This question is an extension of this question. Consider the pandas DataFrame visualized in the table below.
| respondent | brand | engine | country | aware | aware_2 | aware_3 | age | tesst | set | |
|---|---|---|---|---|---|---|---|---|---|---|
| 0 | a | volvo | p | swe | 1 | 0 | 1 | 23 | set | set |
| 1 | b | volvo | None | swe | 0 | 0 | 1 | 45 | set | set |
| 2 | c | bmw | p | us | 0 | 0 | 1 | 56 | test | test |
| 3 | d | bmw | p | us | 0 | 1 | 1 | 43 | test | test |
| 4 | e | bmw | d | germany | 1 | 0 | 1 | 34 | set | set |
| 5 | f | audi | d | germany | 1 | 0 | 1 | 59 | set | set |
| 6 | g | volvo | d | swe | 1 | 0 | 0 | 65 | test | set |
| 7 | h | audi | d | swe | 1 | 0 | 0 | 78 | test | set |
| 8 | i | volvo | d | us | 1 | 1 | 1 | 32 | set | set |
To convert a column with String entries, one should do a map and then pandas.replace().
For example:
mapping = {'set': 1, 'test': 2}
df.replace({'set': mapping, 'tesst': mapping})

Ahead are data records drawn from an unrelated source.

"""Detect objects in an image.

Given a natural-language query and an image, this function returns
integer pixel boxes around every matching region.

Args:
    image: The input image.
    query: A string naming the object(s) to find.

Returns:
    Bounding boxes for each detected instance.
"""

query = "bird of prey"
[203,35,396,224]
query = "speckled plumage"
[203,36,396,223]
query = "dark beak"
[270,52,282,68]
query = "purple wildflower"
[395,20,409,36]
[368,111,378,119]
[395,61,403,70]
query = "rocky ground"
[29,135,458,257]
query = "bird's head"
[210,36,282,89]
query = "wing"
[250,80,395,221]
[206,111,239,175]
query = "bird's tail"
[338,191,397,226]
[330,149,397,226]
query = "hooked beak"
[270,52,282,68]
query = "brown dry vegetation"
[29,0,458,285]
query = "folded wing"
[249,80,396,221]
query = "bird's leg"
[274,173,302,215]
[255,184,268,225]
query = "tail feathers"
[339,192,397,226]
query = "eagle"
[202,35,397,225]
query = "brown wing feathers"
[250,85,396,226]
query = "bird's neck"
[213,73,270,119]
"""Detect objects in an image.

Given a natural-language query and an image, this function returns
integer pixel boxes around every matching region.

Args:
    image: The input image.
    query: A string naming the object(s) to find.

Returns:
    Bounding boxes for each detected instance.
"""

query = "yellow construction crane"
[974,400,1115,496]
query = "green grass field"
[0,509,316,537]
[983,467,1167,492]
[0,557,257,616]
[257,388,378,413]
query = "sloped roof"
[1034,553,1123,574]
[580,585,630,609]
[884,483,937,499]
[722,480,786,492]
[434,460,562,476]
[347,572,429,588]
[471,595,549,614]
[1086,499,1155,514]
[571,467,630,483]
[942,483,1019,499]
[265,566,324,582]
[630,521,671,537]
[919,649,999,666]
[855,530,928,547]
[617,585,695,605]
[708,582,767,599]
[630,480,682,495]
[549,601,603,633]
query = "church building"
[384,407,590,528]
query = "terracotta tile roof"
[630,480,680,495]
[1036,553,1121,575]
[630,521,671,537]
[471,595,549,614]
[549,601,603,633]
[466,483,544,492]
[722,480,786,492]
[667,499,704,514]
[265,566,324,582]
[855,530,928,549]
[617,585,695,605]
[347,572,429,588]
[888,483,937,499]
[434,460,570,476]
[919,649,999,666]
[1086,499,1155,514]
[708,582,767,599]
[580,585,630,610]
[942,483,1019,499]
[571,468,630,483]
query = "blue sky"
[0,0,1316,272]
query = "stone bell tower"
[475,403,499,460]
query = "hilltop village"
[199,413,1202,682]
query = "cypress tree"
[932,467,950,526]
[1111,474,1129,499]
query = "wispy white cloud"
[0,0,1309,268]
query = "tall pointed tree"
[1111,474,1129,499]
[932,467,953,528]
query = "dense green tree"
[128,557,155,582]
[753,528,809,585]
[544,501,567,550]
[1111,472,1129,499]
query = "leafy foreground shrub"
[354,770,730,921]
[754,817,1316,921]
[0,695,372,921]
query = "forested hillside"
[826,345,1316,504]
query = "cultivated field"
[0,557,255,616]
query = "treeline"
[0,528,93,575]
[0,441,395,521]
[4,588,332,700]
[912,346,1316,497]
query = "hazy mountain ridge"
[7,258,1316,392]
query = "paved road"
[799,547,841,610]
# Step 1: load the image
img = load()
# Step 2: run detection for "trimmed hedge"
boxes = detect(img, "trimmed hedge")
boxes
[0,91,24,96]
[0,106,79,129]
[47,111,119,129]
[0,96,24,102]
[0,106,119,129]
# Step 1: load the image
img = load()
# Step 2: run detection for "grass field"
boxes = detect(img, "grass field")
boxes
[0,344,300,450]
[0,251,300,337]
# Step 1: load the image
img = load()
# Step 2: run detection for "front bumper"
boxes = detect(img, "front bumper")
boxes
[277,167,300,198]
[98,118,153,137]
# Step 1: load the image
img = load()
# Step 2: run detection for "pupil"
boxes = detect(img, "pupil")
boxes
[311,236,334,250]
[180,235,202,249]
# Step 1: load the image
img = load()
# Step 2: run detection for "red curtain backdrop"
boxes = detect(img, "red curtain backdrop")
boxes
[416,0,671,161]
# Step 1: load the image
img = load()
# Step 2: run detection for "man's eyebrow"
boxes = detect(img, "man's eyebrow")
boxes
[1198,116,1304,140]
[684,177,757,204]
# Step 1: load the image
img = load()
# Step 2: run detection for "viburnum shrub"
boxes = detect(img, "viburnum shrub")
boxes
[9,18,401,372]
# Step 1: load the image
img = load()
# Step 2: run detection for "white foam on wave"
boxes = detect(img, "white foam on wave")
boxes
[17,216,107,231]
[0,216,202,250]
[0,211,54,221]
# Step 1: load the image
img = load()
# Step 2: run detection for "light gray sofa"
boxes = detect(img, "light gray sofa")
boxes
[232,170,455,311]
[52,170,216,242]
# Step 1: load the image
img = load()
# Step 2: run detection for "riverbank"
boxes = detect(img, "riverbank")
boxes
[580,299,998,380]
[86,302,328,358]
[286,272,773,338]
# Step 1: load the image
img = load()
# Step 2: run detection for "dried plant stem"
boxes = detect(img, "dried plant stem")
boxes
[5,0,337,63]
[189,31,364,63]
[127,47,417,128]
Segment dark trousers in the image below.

This would lead to the following DataFrame (table):
| respondent | brand | engine | country | aware | aware_2 | aware_3 | age | tesst | set | |
|---|---|---|---|---|---|---|---|---|---|---|
| 0 | a | volvo | p | swe | 1 | 0 | 1 | 23 | 1 | 1 |
| 1 | b | volvo | None | swe | 0 | 0 | 1 | 45 | 1 | 1 |
| 2 | c | bmw | p | us | 0 | 0 | 1 | 56 | 2 | 2 |
| 3 | d | bmw | p | us | 0 | 1 | 1 | 43 | 2 | 2 |
| 4 | e | bmw | d | germany | 1 | 0 | 1 | 34 | 1 | 1 |
| 5 | f | audi | d | germany | 1 | 0 | 1 | 59 | 1 | 1 |
| 6 | g | volvo | d | swe | 1 | 0 | 0 | 65 | 2 | 1 |
| 7 | h | audi | d | swe | 1 | 0 | 0 | 78 | 2 | 1 |
| 8 | i | volvo | d | us | 1 | 1 | 1 | 32 | 1 | 1 |
As seen above, the last two column's strings are replaced with numbers representing these strings.
The question is then: Is there a faster and not so hands-on approach to replace all the strings into a number? Can one automatically create a mapping (and output it somewhere for human reference)?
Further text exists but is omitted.